The movement was, in part, a reaction to the commodified pop art and rigid minimalist forms shipped in from the US. In contrast, per Celant’s definition (in his publication Arte Povera, 1967), theirs was an art of ‘taking away, eliminating, downgrading things to a minimum, impoverishing signs to reduce them to their archetypes’. Makeshift and subdued, such works were often marked by an entropic heaping-up of environmental and natural material (‘animals, vegetables and minerals’) yet they were driven, above all, by a political intuition. The subdued power of Kounellis’s coal heaps, or later installations of coats and shoes, for example, reached deep into the horrors of industrialization, displacement and war. Still, Celant’s own interest was never in material itself but in the ‘alchemical’ (as he called it): reversals between figure and ground, life and dead matter, body and space, language and material.

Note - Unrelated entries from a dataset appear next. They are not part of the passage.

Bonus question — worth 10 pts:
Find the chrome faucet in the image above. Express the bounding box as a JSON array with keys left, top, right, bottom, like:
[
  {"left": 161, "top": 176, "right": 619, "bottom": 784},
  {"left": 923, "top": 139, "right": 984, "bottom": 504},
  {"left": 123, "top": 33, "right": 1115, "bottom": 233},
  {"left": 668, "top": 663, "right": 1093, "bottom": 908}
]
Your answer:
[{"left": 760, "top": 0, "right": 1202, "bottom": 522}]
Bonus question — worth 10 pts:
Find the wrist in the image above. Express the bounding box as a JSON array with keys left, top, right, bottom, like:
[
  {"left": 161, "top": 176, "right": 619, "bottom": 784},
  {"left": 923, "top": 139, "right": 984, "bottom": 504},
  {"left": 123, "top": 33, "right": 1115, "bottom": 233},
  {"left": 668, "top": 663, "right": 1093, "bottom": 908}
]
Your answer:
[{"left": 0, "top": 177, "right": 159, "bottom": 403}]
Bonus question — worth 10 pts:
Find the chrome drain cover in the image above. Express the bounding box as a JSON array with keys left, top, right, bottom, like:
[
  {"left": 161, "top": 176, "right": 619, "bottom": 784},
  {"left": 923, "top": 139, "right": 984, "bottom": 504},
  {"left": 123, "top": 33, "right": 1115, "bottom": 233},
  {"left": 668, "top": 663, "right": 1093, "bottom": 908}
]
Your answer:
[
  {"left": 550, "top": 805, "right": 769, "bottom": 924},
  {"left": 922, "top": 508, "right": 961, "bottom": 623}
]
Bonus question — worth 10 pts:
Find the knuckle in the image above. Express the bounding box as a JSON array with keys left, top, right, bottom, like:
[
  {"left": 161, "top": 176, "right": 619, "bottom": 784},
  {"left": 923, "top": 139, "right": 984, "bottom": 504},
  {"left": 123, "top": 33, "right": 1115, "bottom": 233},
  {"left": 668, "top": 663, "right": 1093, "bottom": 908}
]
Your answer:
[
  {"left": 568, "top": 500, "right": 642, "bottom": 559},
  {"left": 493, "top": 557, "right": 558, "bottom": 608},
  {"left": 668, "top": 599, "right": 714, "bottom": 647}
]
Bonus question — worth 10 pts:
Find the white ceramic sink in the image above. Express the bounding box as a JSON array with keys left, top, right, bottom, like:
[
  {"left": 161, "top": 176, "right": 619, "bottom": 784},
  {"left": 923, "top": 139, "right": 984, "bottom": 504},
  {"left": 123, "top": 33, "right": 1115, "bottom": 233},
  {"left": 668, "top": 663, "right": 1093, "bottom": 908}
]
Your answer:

For the thirteen figures that would emerge from this movement – including, in addition to Kounellis, Piero Manzoni, Mario Merz, Marisa Merz and Michelangelo Pistoletto – being in the artworld in the second half of the last century meant at least two things: participating in a vigorous artistic community while turning that same network into business. (‘Curators are the best vampires,’ Celant joked during a talk in Toronto in 2014.) Yet, despite the almost-inconceivable expansion throughout the 21st-century of the field he had helped to shape, he would observe (in that same talk), with his usual candour and iconoclasm: ‘Contemporary art is disappearing fast and is becoming more and more of an event.’
Soon after the term gained currency and acceptance, becoming a brand in itself, in 1971 Celant disavowed his own coinage as irrelevant. In the early 1980s, however, amid the excesses of a highly commercialized artworld and neo-expressionist painting especially – and edged on by critical rivalries in the US and in Italy – he decided that ‘poor art’ had renewed import. He began penning essays that revisited the heading, bringing together his cohort, like a metal guitarist regrouping his band. With Celant, once you were in, you were in for life.
The artist and musician Laurie Anderson first met Celant in 1974. ‘He looked like Zorro in his tight, all-black outfits,’ she wrote to me, adding: ‘He did a lot of laughing and, when he wasn’t laughing, he was listening in a way I rarely saw: his head tilted to the side, his eyes trained straight ahead.’ This ‘listening’ resulted in Anderson’s first show in Europe, at the Fondazione Prada. ‘He showed me how to have fun and to think at the same time. He helped me on so many projects, but it was his kindness and sweetness that I loved the most.’
Celant was a contradictory personality. He could organize installations of undeniable gravity and presence, such as Edward and Nancy Kienholz's macabre presentation in Milan (2016–17); yet, he could equally lament the exhibition format itself, so often dependent on events and grandiose spectacle. Instead, he pined for long-form, durational attention. In the 1982 catalogue for Documenta 7, for instance, working under director Rudi Fuchs, he wrote of exhibitions as ‘a phenomenon of appearances’, noting that ‘the present economy of culture thrives on this system, where the principal product is represented by “showing”’. Instead, he proposed that exhibitions and art be treated like texts, understanding ‘language as the ultimate artistic abstraction’, as he later wrote. ‘Appearance’, wrote Celant, ‘is of little importance compared to internal significance.’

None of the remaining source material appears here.